Beishan exploration tunnel surrounding rock discontinuity identification based on structure from motion photogrammetry technology

Abstract The Beishan Exploration Tunnel (BET) is a facility built to develop technologies associated with the safety of China's first high‐level radioactive nuclear waste(HLW) disposal. The surrounding rock discontinuity identification is a key research topic in BET, which could provide essential geological data for future HLW disposal stability and integrity research. This article presents the rock discontinuity identification research progress in BET based on Structure from Motion (SfM) photogrammetry technology. The discontinuity identification algorithm is improved by introducing the region‐growing algorithm to optimize the candidate subplane.

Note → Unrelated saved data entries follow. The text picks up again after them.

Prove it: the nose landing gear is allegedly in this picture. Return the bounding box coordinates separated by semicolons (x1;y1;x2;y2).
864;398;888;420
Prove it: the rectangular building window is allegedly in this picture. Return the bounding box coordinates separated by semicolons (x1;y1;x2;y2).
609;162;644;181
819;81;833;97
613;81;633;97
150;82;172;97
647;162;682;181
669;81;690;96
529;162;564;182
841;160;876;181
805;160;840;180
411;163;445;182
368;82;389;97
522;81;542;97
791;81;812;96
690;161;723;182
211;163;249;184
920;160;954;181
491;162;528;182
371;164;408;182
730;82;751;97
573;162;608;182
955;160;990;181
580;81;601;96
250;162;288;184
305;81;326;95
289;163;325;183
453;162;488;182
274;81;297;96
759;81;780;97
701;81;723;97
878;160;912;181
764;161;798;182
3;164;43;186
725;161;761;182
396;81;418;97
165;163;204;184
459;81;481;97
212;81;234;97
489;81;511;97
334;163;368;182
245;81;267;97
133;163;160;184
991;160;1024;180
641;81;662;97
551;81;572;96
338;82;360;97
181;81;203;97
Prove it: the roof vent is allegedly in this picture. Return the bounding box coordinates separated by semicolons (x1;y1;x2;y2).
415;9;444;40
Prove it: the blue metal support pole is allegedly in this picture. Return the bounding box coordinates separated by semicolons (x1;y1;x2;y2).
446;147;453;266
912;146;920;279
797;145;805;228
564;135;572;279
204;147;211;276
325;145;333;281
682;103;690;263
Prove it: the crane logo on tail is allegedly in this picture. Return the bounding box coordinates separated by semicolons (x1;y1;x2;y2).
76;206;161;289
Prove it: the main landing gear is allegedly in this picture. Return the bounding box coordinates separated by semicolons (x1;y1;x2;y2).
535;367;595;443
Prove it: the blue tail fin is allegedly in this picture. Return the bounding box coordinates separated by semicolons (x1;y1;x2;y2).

This algorithm automatically picks the seed, avoids human intervention, and thus increases the work efficiency of the discontinuity identification. The FCM method is improved by embedding with the CFSFDP algorithm in the discontinuity sets grouping. The CFSFDP algorithm coincides well with the Fisher distribution of discontinuity orientations, which is suitable for the Beishan situation. A parallel scheme is used when implementing the method, which accelerates the discontinuity calculation. This improved rock discontinuity identification method was tested on a slope above the BET and applied in the BET. The discontinuity identification results were compared with the results from the manual field measurement and the open‐source software DSE. The results show that the improved discontinuity identification method obtains reliable discontinuity data and costs less time and human workload than the other two methods. The surrounding rock discontinuity identification research provides a powerful tool for the Beishan HLW disposal geological investigation.